Determine the coordinates of the point(s) on the graph of y=3x- 1/x at which the slope of the tangent is 7.
So the derivative of y=3x- 1/x is
y'=3 + 1/x^2
What do I do next?
3 + (1/x^2) = 7
1/x^2 = 4
x^2 = (1/4)
x = .5 or -.5
when x = .5
y = 1.5 - 2 = -.5 so (.5, -.5)
when x = -.5
y = -1.5 +2 = .5 so (-.5, .5)
To determine the coordinates of the point(s) on the graph of y=3x-1/x at which the slope of the tangent is 7, you need to set the derivative equal to 7 and solve for x. Here's how you can do it:
1. Set the derivative equal to 7: y' = 3 + 1/x^2 = 7.
2. Subtract 3 from both sides of the equation: 1/x^2 = 7 - 3.
3. Simplify the equation on the right side: 1/x^2 = 4.

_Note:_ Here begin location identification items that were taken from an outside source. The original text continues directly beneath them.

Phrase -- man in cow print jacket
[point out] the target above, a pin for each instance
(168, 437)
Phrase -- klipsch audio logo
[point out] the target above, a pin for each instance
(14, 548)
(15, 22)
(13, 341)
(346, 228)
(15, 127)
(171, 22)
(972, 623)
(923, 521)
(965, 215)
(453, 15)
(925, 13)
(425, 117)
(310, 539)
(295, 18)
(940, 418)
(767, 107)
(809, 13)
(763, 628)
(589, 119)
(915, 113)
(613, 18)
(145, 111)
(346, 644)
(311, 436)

4. Take the reciprocal of both sides: x^2 = 1/4.
5. Take the square root of both sides: x = ±√(1/4).
6. Simplify the equation: x = ±1/2.
Now that you have the x-values, you can substitute them back into the original equation y = 3x - 1/x to find the corresponding y-values:
When x = 1/2, y = 3(1/2) - 1/(1/2) = 3/2 - 2 = -1/2.
So one of the points is (1/2, -1/2).
When x = -1/2, y = 3(-1/2) - 1/(-1/2) = -3/2 - (-2) = -3/2 + 2 = 1/2.
So the other point is (-1/2, 1/2).
Therefore, the coordinates of the points on the graph of y = 3x - 1/x at which the slope of the tangent is 7 are (1/2, -1/2) and (-1/2, 1/2).